First, some bloggery. I want to recommend a new addition to the blogosphere: The Big Picture. Strapline: “Omnivorous commentary on politics, policy, media, the Arts, pop culture, science, philosophy, and the multiverse at large.” So far my impression is of intelligent, contrarian liberalism and quality writing. One to watch.

I also want to recommend Facing the War, which first appeared back in 2009 but only really kicked off in the last few months. It comes from, I guess you’d call it, an anti-Stalinist, libertarian Marxist position. Most posts are snippets from the archive, but there are some pieces of original commentary, such as this wise one on the fruits of the Arab spring. I have recommended Ross Wolfe’s the charnel-house (focusing on anti-capitalist theory and the history of the Soviet avant-garde) a few times before, and it has really fascinating stuff and a very nice look, but suffers from the killer combination of tiny grey-on-black font and incredibly wordy posts. The CST publish a nice obituary of Cyril Paskin, a veteran of the 62 Group and unsung hero of UK militant anti-fascism. (Minor quibble: Balham is not in South East London!)

I re-read this week Kenan Malik’s 2009 review of Christopher Caldwell’s Reflections On The Revolution In Europe. I think it popped into my Twitter feed because Malik’s reference to Lothrop Stoddard resonates with the current storm in a teacup between Pankaj Mishra and Caldwell’s fellow civilizationist Niall Ferguson, in which Mishra compares Ferguson to Stoddard, but I strongly recommend reading Malik.
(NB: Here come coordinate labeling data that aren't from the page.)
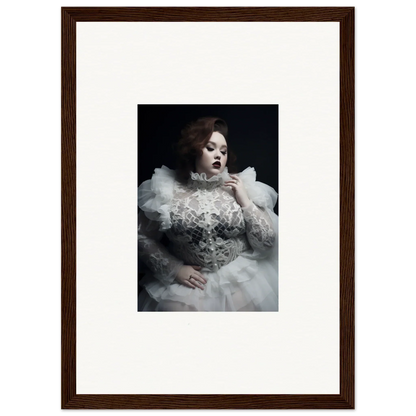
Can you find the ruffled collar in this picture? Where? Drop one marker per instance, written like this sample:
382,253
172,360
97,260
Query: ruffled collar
200,180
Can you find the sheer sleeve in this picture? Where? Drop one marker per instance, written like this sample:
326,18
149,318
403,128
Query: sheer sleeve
261,220
154,200
153,253
259,228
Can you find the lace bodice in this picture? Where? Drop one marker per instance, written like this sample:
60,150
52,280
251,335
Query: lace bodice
206,227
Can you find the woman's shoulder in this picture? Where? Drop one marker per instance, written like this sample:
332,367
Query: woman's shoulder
155,196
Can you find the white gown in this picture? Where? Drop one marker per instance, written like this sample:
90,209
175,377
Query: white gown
236,247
I haven’t done an EDL round-up for a little while. Malatesta gives a précis of their Remembrance Day antics. Interesting that EDL activists have been attacking and threatening further attacks on Occupy camps in Newcastle and London, as well as attacking trade union buildings in Manchester. SWP front Unite Against Fascism claim this “proves” the fascist nature of the EDL. In their undergraduate ortho-Leninist analysis, anti-communism is “the” defining feature of fascism, the essence of its anti-working class nature. However, it seems to me the EDL’s thuggery against Occupy and leftists could equally well be explained as the politics of ressentiment, the kind of purported anti-elitist kicking at the cultured classes that also drives Class War, Richard Littlejohn and Spiked, or equally well again as part of the larger conservative kulturkampf that you get from highbrow American thinkers like Christopher Caldwell – see above.
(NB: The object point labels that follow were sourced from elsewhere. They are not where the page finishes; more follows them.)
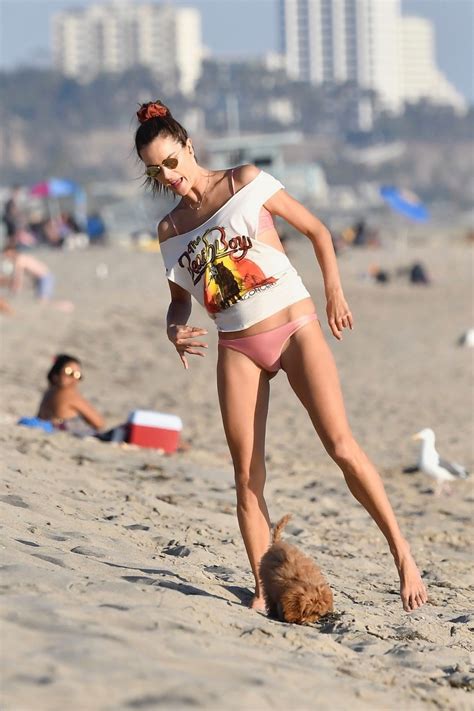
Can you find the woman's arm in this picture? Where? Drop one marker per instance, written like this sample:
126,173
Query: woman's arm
182,336
285,206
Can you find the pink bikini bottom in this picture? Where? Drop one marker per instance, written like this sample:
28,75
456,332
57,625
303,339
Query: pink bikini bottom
265,348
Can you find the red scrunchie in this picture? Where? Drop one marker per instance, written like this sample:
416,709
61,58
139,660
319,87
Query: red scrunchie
151,110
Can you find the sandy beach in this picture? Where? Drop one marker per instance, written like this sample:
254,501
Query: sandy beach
124,578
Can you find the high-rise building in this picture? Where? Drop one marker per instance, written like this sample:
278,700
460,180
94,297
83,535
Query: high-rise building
419,75
120,34
366,41
343,40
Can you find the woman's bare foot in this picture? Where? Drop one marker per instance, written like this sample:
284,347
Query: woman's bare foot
258,603
412,588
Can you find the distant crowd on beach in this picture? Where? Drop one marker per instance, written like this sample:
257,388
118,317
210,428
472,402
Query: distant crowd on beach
24,231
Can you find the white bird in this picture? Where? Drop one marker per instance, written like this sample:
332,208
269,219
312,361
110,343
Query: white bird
430,463
467,338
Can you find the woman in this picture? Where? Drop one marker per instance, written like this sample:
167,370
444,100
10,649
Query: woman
219,244
62,404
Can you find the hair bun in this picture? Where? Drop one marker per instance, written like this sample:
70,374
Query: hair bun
153,109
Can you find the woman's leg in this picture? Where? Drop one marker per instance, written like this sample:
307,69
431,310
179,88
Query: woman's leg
312,374
243,396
Here’s Dan Hodges on the anti-establishment case for voting Boris not Ken for Mayor of London, and an ambivalent response from Carl Packman.

Read Noga's "A Conversation in D Minor", and follow the links. One of them I was already going to link to: via Norman Geras, an interesting article on “Camus the Jew” by Robert Zalesky in Tablet. I was especially interested in the part about Israel and Algeria:
Indeed, it is the theme of absurdity that most powerfully underscores Camus’ understanding of Jews, Judaism, and Israel. At the political and existential level, Camus felt a visceral connection with the absurd predicament of the young Jewish state. It was a political bond insofar as many on the French left, from whom Camus was estranged, had grown deeply anti-Zionist in the wake of the Suez War. In 1957, he publicly affirmed his sympathy and support for Israel. His reasons still echo today: Not only must Europe accept Israel’s existence as the only possible response to the continent’s complicity in the Final Solution, but Israel must also exist as a counter-example to the oppressive rule of Arab leaders. The Arab people, he declared, wished for deserts covered with olive trees, not canons. Let Israel show the way. 
A naïve hope, certainly, but one that suggests that Camus’ attachment to Israel was existential: His plea for cooperation and collaboration between Jews and Arabs in Israel echoed his pleas to his fellow pied-noirs and Arabs in Algeria. In fact, Camus had flown to Algiers in 1956 to urge a civilian truce between Arabs and French Algerians. His desperate claim that Arabs and European settlers were “condemned to live together” proved wrong, of course. They instead concluded they were condemned to kill one another—a conclusion, were he alive today, he would urge both Israelis and Arabs to avoid while there is still time.